KnowBe4 has compiled a list of its top 10 cybersecurity predictions for 2020 from its executive leadership team and array of security awareness advocates from around the world. The topics range from upcoming government legislation to security culture to specific industry verticals being targeted in cyber attacks.
- In 2020, federal legislation will be passed that makes any ransomware infection of more than 500 records automatically a data breach with all the resultant disclosure requirements and legal expenses.
- We will see further balkanisation of the internet and its services. While countries like China have traditionally maintained its own infrastructure, we have seen political issues spill out to the cyber realm, with companies like Kaspersky and Huawei being banned in the U.S. We will likely see more products and services having to be tailored for local requirements and regulations.

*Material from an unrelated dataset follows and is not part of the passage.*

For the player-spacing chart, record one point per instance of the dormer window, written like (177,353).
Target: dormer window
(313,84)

- A nation-state will decide to make a point and flex their cyber muscles by initiating large-scale manipulation of everyday consumer IoT products. In addition to the general panic and unease that is caused, other – even more series – impacts will reign across power grids and aspects of critical infrastructure.
- Social engineering and unpatched software will remain the top two root causes for successful exploits as they have been for over three decades. Everyone knows they are the top two causes, but most of the world will not treat them like the top threats they are. Instead, they will be mostly ignored or weakly mitigated while most of the world concentrates more resources on things less likely to happen.
- We’ll see more targeted multi-vector attacks emerge. The bad guys are building increasingly more complex attacks to combat the increasing layers of defense. And while defensive measures are in no way sufficient in battling various attacks yet, the bad guys are always looking to increase the efficiency of their attack methods. Combining a multi-attack vector to chain-link attacks is an excellent way to increase efficiency and reduce the cost of an attack, which allows them to scale up even more.
- Business email compromise will escalate and cause major disruption to day-to-day activities across the globe, leading to the addition of compulsory new-school security awareness training and testing in business, academia, industry and government. This will, in turn, result in collaboration and sharing of ‘near misses’ related to cyber threats more than ever. At present, there is a lot of caution with sharing such information.
- Deepfake technologies will be used to attempt to influence the 2020 elections in the United States and beyond. Fake videos and audio will be released close to the election time in order to discredit candidates or to swing votes. While these will be proven as fakes fairly rapidly, undecided voters will be influenced by the most realistic or believable fakes.
- In 2020, the use of the term security culture will continue to increase as more organizations understand what it takes to reduce risk and manage security in their workforce. A combination of training, assessments and a structured process is being implemented to manage the human factors that influence security.
- As energy facilities continue to be targeted for cyber attacks, the need for Operation Technology (OT) departments and Information Technology (IT) to collaboratively solve the cybersecurity issues will be an increased importance for organizations. They will need to collaborate with their own corporate Security Operations Center (SOC) or utilize virtual SOCs to continually monitor their SCADA or DCS networks monitoring network activity and assets connecting and disconnecting from the networks.
- Governments such as China, Russia – and as seen more recently with Saudi Arabia’s recruitment of a Twitter employee – will continue to pose counterintelligence (i.e., insider) threats to corporate America and our allies. The media is replete with stories regarding insider threats posed by our acknowledged adversaries and some “uneasy” allies. There is no return on investment to spend millions of dollars in time, money and effort to cyber access to a network when an intelligence service can spend less than $100,000.00 to gain the information they need by recruiting a willing employee with financial (or otherwise) vulnerabilities. Any organization with significant personally identifying information, especially as it relates to people in countries with politically vulnerable populations, should pay special attention to their insider threat education efforts.
There’s no doubt that it will be interesting to see what the future holds for the cybersecurity industry next year. Most importantly, users should remember to think before they click. Security professionals should remain vigilant and keep these upcoming threats and trends in mind when thinking about the overall security of their organizations in 2020 and beyond.